An der nördlichen Wand der Wohnküche befanden sich eine Abstellkammer, die Toilette sowie die Treppe, die zum Dach hinaufführte. Auch in der Toilette gab es ein Fenster. Von dort aus sah man auf den Bahnhof und die Züge. Meine Tochter mochte dieses kleine Fenster besonders gern.
»Ich kann die Busse und Bahnen sehen. Das ganze Haus wackelt«, erzählte sie den Erzieherinnen und ihren Freunden im Kindergarten stolz.
Leider bekam sie kurz nach unserem Umzug Fieber und musste eine Woche lang das Bett hüten. Ich brachte sie zu meiner Mutter, die in einem Viertel in der Nähe wohnte, damit ich zur Arbeit in das Archiv gehen konnte, in dem ich damals beschäftigt war.

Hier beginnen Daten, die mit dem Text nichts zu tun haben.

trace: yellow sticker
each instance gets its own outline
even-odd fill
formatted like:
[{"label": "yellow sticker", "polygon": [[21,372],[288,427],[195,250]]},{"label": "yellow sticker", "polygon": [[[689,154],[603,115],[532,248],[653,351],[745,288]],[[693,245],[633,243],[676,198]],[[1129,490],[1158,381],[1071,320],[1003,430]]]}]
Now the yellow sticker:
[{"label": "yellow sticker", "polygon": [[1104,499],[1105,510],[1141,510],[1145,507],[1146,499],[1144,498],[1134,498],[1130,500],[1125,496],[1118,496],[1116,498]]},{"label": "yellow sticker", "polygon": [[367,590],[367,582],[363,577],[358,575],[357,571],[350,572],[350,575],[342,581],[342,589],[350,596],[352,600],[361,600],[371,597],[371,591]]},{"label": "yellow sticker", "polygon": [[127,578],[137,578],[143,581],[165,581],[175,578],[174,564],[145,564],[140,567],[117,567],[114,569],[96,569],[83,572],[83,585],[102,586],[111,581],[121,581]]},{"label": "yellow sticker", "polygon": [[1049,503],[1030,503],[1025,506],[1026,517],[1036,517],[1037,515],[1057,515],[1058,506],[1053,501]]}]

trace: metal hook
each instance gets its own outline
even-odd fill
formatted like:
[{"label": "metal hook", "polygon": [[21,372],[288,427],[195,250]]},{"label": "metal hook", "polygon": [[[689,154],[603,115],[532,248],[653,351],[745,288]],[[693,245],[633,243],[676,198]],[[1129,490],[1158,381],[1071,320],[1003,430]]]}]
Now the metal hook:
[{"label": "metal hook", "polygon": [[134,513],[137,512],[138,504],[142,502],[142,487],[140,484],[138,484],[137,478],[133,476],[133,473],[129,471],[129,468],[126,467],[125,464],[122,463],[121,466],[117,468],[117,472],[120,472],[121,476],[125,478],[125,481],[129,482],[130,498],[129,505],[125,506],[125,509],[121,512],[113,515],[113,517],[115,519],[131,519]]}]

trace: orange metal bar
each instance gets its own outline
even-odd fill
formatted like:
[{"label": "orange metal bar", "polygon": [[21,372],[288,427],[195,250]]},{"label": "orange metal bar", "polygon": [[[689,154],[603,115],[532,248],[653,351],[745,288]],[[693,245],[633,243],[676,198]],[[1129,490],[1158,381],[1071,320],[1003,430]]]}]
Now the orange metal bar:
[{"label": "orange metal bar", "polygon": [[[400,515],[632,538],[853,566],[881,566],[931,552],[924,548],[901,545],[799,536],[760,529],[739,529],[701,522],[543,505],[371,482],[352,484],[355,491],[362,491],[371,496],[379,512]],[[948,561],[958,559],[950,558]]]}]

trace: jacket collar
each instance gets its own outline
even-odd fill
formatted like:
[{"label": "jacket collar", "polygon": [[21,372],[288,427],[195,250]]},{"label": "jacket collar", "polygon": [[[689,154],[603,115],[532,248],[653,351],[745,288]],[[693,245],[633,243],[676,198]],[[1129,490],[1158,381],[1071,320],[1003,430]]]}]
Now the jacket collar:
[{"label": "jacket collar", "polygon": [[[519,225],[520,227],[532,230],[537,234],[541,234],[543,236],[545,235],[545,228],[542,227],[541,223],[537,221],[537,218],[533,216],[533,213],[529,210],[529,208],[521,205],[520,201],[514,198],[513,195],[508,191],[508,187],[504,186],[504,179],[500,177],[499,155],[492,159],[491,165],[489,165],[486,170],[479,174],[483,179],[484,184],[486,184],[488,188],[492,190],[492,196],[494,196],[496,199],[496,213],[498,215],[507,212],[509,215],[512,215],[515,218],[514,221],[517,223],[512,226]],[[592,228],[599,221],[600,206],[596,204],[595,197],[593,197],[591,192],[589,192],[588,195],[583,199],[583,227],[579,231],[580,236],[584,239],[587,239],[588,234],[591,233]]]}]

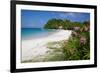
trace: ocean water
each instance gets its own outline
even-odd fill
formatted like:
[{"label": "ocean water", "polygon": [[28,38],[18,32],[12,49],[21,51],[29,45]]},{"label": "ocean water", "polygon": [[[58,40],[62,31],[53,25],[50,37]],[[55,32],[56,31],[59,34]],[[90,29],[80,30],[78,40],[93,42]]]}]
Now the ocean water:
[{"label": "ocean water", "polygon": [[52,35],[54,32],[57,32],[57,30],[43,28],[21,28],[21,37],[22,40],[42,38]]}]

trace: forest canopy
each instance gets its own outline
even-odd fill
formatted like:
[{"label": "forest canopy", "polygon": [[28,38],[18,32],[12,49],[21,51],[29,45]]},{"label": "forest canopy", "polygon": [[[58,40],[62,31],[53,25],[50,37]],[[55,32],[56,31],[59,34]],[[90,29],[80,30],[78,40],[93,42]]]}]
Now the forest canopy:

Dort, in der Zweigstelle eines Radiosenders, sortierte ich Dokumente und nicht mehr gebrauchte Tonträger von Rundfunksendungen, die dann per Leihkarte ausgeliehen wurden. Nach Feierabend ging ich bei meiner Mutter vorbei, verbrachte ein paar Stunden mit meiner Tochter und kehrte schließlich irgendwann nach neun Uhr in die Wohnung zurück. Mein Mann wäre sicher auch eingesprungen, hätte ich ihm Bescheid gesagt, aber ich wollte ihn nicht bitten, obwohl ich meiner Mutter einiges zumutete. Nein, ich wollte ihn nicht in mein neues Leben lassen, nicht einen Schritt weit. Ich war selbst erschrocken, wie viel Angst ich davor hatte, dass er mir wieder näherkommen könnte, mir allzu vertraut schiene.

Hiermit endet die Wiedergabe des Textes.